Вы не найдете детей старше четырнадцати лет в приюте мадам Гроттеморт. И не потому, что их отпускают на свободу. Мы все (дети, то есть) знали, что тех, кто становится слишком взрослым, отдают на съедение Зловещему монстру. Ндаа… эти монстры из нашего детства… У некоторых детей их монстры так же воображаемы, как приступ простуды утром перед школой, но в нашем случае… Их было двое — тех, кого до смерти боялись все без исключения маленькие обитатели приюта. Зловещий монстр, или Темный Родитель, приходил к нам в сонные часы, и после его посещения, кто-то из детей исчезал. У нас это называлось «усыновлением». Жуткому монстру, или Сторожу, хода в приют не было, он ошивался поблизости, караулил тех, кто удумает сбежать. И однажды мне пришлось с ним столкнуться, потому как я и еще двое мальчишек как раз таки и решили сбежать.
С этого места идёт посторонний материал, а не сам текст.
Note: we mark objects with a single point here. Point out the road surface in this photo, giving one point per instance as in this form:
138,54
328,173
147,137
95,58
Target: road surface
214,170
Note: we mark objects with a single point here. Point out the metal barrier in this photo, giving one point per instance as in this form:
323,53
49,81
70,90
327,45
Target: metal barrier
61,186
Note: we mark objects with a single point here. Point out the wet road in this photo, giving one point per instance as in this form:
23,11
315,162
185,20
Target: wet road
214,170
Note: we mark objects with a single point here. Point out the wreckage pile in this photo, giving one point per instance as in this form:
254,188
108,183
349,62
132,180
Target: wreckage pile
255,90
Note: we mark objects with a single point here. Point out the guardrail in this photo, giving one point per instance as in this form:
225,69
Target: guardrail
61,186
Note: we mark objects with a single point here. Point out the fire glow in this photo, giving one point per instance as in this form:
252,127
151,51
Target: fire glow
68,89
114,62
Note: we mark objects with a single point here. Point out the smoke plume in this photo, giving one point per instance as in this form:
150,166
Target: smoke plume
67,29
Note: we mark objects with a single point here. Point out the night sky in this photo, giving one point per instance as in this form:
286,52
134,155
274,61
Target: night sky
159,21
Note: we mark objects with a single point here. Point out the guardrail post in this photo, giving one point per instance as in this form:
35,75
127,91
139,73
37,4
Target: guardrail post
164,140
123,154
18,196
Шутник, Уилли и Нос, то есть я, были не разлей вода. Шутника все звали Шутником, потому что он очень забавно подшучивал над воспитателями и всегда очень ловко выкручивался: эти злобные люди частенько полагали, что различные мелкие пакости с ними случаются просто так.
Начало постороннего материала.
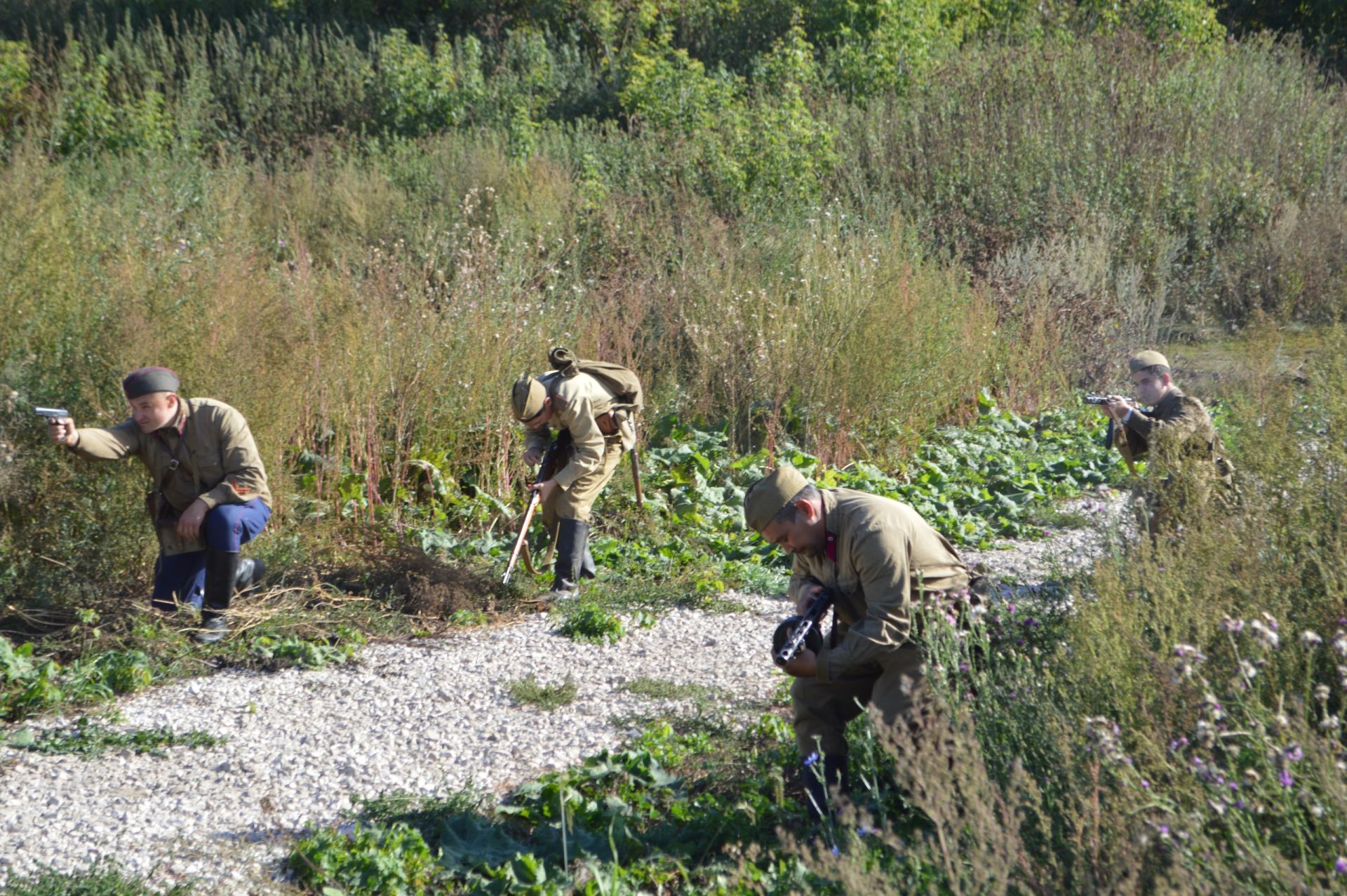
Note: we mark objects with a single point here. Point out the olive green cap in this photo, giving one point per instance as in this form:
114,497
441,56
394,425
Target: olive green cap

Уилли был младше нас, мы с Шутником оберегали его как могли, а он то и дело пробирался на кухню и ему даже удавалось стащить почти свежую булочку, которую он всегда с нами делил. Уилли был очень наивным и добрым. Он до последнего верил, что все будет хорошо и нас усыновят, и это будут непременно добрые люди. Но все ближе подходил срок. Нам с Шутником скоро должно было исполнится по четырнадцать лет, а мы знали, что это значит. Выбора не оставалось — только побег. Мы не хотели брать с собой Уилли, не хотели рисковать им, понимаете? Мы обещали вернуться за ним, но он впервые нам не поверил. И увязался следом.
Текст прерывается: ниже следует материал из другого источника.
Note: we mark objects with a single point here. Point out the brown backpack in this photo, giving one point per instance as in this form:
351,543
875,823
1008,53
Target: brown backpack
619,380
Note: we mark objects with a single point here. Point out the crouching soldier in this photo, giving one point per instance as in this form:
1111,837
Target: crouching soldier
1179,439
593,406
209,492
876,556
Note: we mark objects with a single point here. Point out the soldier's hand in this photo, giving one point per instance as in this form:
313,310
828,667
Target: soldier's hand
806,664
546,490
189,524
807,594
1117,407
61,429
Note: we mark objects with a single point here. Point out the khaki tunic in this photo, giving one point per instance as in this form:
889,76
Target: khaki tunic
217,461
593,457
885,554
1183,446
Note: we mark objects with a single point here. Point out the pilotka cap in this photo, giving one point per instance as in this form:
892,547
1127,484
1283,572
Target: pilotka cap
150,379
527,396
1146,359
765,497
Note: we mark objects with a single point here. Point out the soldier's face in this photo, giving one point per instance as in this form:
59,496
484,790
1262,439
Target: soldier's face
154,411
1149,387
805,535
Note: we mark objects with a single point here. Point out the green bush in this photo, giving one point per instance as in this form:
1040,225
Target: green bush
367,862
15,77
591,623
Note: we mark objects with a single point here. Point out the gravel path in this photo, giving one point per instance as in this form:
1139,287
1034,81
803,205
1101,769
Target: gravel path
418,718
И мы сбежали. А потом встретили Жуткого монстра, Сторожа. На поверку им оказался мистер Морински, один из воспитателей, бывший заключенный Башни, человек безжалостный и кровожадный. Он отлавливал тех, кого выпускали, охотился на них, как на зайцев, и убивал их. Наиболее жестоким способом, на который только был способен. И… он убил Уилли. Мы с Шутником также едва не попались — ускользнули лишь чудом. Тогда на Вишневой улице, на которой располагается приют, проводилась травля гремлинов, и мы открыли все клетки, наводнив квартал мелкими вредителями. В поднявшейся суматохе нам удалось скрыться, но бездыханное маленькое тельце Уилли, которое висело в руке мистера Морински, как тряпичная кукла, до сих пор стоит у меня перед глазами.